* * *
Проснулся он перед рассветом. Тихий плач прервал его сладкий сон, развеял, как ветер клочки тумана. Подняв голову, он всмотрелся в полумрак хижины. Плакала Клеменсина.
Трилле приподнялся на локте, растерянно уставился на девушку, не представляя, как и в чем ее утешить, затем перевел взгляд на Конана. Но его гамак был пуст. Тогда он свесил ноги, с неудовольствием ощутив сырость земляного пола, на цыпочках прошел к Клеменсине и, от волнения тяжело дыша, склонился над ней.
— Хей, девица… — пробормотал он, ужасно стесняясь своего тощего полураздетого тела. — Кру-ру? Что случилось?
— Энарт, — всхлипнула она в ответ. — Энарт…
— Мда-а-а… — Трилле участливо вздохнул. — Горе большое, прямо необхватное горе. То есть неизбывное… Вот и у Конана вороной сдох… Мда-а-а… Ну и ну…
Иных слов утешения он не нашел и впал в состояние некоторой отрешенности, коей по привычке уже придал философический оттенок. Но тут в недрах разума его забрезжило нечто — Трилле напрягся, при этом покраснев от усилия, и нечто преобразовалось в отличную мысль. Он радостно засмеялся и немедленно сообщил Клеменсине свою идею:
— Послушай-ка, девица. Хочешь, я возьму тебя в супруги? Я умен, благороден (наверняка благороден, судя по моей внешности) и добросердечен. Клянусь Кромом, тебе нужен именно такой муж как я.
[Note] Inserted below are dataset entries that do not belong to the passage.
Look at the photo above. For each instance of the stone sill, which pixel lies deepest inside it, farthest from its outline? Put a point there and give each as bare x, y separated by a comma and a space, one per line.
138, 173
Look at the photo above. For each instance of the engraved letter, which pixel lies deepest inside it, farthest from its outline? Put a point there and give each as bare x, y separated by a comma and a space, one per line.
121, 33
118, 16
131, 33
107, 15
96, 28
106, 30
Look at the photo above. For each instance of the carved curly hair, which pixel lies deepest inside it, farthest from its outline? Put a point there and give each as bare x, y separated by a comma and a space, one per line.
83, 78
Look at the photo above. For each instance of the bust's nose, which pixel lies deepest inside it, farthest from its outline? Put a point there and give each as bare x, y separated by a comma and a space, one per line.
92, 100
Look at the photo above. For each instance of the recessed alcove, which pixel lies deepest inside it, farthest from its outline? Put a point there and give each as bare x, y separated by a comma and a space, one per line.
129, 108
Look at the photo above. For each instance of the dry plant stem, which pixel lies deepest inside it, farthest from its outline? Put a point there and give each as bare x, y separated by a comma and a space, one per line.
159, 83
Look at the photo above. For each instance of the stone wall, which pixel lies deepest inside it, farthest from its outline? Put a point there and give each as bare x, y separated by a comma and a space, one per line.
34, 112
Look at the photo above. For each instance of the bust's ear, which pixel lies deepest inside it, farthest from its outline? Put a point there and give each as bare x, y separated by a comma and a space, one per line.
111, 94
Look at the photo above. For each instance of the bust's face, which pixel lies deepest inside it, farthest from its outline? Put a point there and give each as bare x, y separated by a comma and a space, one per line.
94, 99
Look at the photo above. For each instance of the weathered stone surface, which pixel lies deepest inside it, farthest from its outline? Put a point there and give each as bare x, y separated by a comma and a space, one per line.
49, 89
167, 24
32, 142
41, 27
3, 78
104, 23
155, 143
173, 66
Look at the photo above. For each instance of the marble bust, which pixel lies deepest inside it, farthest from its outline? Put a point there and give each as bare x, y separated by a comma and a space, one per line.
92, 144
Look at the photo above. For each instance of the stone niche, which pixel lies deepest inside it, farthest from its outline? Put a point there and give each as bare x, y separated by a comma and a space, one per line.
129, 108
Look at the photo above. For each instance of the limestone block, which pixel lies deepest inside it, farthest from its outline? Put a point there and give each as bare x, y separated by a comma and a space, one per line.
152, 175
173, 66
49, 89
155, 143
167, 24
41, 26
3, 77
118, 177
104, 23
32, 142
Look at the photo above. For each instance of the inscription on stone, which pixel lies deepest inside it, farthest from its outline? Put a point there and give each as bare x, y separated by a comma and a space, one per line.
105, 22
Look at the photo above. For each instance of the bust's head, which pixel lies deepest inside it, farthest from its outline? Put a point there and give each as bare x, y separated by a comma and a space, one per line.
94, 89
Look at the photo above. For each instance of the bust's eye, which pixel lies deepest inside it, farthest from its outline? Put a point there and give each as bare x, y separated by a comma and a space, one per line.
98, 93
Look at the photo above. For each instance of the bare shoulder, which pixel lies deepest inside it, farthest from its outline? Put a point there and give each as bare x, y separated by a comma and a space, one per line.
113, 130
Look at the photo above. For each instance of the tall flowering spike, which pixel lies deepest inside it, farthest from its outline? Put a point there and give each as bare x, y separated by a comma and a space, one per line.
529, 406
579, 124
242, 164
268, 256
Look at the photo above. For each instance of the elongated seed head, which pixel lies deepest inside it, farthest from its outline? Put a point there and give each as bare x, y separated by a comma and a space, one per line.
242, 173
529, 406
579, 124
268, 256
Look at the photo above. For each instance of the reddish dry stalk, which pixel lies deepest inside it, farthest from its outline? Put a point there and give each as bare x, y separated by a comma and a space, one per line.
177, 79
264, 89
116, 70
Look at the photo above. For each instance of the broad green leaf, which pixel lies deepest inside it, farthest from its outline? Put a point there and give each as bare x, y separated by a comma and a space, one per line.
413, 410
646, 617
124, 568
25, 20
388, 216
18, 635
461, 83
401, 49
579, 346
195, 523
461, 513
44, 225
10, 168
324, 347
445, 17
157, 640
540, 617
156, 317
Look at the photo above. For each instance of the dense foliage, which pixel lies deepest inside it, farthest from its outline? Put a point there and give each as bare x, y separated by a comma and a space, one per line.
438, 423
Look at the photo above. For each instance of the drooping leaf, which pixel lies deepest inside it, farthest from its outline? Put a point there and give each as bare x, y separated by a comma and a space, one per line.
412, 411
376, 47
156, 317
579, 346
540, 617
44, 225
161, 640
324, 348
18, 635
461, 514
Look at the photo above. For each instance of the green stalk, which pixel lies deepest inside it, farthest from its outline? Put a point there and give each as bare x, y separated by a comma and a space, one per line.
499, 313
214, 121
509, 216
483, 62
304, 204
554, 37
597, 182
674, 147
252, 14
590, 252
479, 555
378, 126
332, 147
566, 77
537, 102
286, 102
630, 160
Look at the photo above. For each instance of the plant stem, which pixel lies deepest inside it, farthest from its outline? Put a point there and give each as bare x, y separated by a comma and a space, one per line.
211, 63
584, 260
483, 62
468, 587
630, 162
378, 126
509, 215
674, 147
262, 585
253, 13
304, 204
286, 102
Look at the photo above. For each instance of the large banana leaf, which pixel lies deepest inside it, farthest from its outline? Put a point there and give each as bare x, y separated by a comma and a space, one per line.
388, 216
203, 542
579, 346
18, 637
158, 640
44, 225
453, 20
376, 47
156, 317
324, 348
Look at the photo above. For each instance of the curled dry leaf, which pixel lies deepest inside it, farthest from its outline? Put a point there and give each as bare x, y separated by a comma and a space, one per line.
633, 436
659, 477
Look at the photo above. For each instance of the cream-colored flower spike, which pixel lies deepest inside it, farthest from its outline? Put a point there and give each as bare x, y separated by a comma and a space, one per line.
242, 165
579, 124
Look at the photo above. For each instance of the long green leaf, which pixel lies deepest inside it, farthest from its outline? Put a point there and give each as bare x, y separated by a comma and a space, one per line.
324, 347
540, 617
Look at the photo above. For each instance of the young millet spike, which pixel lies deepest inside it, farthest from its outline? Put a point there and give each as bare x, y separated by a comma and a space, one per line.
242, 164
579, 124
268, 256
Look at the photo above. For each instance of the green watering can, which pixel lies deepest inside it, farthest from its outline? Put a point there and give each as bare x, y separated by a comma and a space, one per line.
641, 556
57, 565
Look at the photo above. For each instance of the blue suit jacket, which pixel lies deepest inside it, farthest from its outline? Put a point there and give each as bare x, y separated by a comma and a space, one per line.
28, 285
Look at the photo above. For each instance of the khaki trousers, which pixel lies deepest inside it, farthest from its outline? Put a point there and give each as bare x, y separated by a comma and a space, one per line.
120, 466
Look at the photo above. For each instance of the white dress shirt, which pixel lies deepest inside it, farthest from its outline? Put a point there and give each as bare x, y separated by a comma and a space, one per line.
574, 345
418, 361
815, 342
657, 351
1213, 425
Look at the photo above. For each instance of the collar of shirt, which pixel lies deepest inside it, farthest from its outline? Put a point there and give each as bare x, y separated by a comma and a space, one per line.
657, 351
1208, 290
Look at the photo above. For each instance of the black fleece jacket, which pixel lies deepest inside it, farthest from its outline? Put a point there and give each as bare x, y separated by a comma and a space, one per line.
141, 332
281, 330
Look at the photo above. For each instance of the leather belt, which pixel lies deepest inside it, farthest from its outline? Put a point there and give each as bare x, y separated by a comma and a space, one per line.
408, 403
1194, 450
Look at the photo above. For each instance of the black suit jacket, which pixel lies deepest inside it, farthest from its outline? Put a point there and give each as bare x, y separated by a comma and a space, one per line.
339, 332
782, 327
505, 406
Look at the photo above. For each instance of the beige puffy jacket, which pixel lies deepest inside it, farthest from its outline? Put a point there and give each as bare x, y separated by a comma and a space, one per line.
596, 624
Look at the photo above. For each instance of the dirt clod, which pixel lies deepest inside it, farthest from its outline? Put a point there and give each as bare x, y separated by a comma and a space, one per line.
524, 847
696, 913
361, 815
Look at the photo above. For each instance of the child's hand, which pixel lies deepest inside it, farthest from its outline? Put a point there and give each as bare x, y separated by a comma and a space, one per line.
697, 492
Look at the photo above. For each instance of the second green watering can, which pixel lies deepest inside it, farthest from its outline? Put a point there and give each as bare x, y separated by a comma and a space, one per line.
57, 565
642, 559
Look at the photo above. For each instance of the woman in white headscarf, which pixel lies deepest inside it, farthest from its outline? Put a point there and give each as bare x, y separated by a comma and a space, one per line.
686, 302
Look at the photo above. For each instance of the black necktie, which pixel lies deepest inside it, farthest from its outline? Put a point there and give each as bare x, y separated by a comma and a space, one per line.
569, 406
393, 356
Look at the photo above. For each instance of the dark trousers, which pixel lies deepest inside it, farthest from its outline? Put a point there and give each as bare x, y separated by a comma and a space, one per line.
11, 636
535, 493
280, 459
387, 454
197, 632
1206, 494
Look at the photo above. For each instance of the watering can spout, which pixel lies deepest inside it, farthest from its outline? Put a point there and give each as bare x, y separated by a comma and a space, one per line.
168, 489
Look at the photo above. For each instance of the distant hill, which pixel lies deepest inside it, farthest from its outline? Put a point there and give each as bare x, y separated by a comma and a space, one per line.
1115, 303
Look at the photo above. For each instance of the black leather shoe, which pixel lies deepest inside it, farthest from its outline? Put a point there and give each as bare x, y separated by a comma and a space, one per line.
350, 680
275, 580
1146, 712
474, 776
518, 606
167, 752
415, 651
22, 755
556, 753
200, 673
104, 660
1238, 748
Клеменсина удивленно посмотрела на спутника, что напыжился и даже сопел, весьма довольный своей находчивостью.
— Нет, Трилле… Ты слишком стар…
— Я?
Такого ответа он никак не мог ожидать. Да, конечно, он был далеко не первой молодости, но ведь и дряхлой развалиной его нельзя назвать! Конану, например, уже тридцать один год, а он вовсе не выглядит таким уж старцем, а Трилле моложе его на целых пять лет…
— Ну и ну… — обиделся он и снова забрался в свой гамак. Далее он вел беседу уже оттуда, высовывая только нос, и то исключительно из вежливости. — Как ты оскорбила меня, Клеменсина! Никто и никогда не оскорблял меня так жестоко (в этот момент ему и правда казалось, что никто и никогда). Но… Я готов тебя простить, если ты скажешь, что я молод и хорош собой.
— Я не могу кривить душой, — печально вздохнула Клеменсина.
— Да почему ж «кривить»? — вспылил Повелитель Змей. — Иди сюда! Иди, иди, и потрогай мое тело. Кожа моя гладкая и упругая, ни единой морщинки не найдешь! Ну? Что ж ты? Иди и потрогай тело, говорю тебе!
— Зачем же мне трогать твое тело? — Девушка, кажется, рассердилась, но зато успокоилась. — Годы твои и есть свидетельство старости, а тело вовсе ни при чем.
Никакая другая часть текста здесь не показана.